Seven months ago, the Karmacharyas began a house church in the centre of the city Bhaktapur. The city is filled with temples and the majority of the people are orthodox Hindus. The Karmacharyas shared that most churches are on the outskirts of the city because it is too difficult to start a church in the centre of the city. But they felt a calling to reach the Newar people who live in the area. They started a house church seven months ago with about ten people gathering to worship in Richan’s parents’ house. Since then it has grown and even two boys from non-Christian families have joined their Sunday school. When the Karmacharyas went to ask their families whether the boys could attend church, the mothers not only encouraged them to attend but also gave them the free choice to become Christians.
It is encouraging to see God’s work in growing the church, but now they need a larger space to worship. It is difficult to find a place because of religious opposition but they still show commitment to serving the Lord.
The Philippines – presented by Lauren Magaso
Philemon Mendoza, one of the pioneering alumni of the Act-es program and his family visited Japan last spring. Many of us here got an opportunity to listen to the message he shared in the chapel. But, beyond that, Kadama and I had the opportunity to spend some time with the family when we went to the Samurai Village, a trip which was facilitated by Yanagisawa sensei. We got to know more about the ministry that Philemon and his wife MayAnne were doing in the Philippines. We were moved by their warmth, kindness, and passion that they had for God and serving Him. They extended an invitation that we can visit their home and church anytime and our quick response was “say no more, see you this summer!”

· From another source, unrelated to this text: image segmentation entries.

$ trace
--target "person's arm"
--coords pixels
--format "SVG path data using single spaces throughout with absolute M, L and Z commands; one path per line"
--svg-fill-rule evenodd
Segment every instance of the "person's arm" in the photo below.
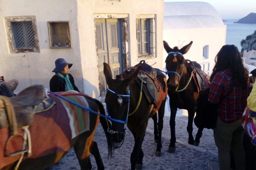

It was quite a memorable experience as we got to travel together with our friends, Ann, Yu, Nem, Kyle, Minori and Nozomu and Mitsuki. We were warmly welcomed at Villa Carolina Bible Christian Church where Philemon serves as resident pastor. The message he preached on that Sunday was about faith that perseveres. The reading was taken from Hebrews 11:1-3 and altogether the message reminded us as a youth how important it is to retain our faith.
Talk about perfect timing. The Sunday of the 20th of August was a day of recognizing the youth and we got to join in this experience. We were handed gifts and we got to share a special meal of banana root karekare, adobo and senorita bananas which was just perfect for us as a people trying out new things. The fellowship time was wonderful, we got to learn some Filipino chants and play games and do a Bible quiz.
It was an encouragement to see the work that Philemon is doing; how he is reaching out to people; sharing the word of God; and how many people look up to him for guidance. I personally feel inspired to walk through this TCU journey diligently, graduate and use this knowledge that I am attaining to help others get to know more about the kingdom of God and at the same time, be able to defend my faith.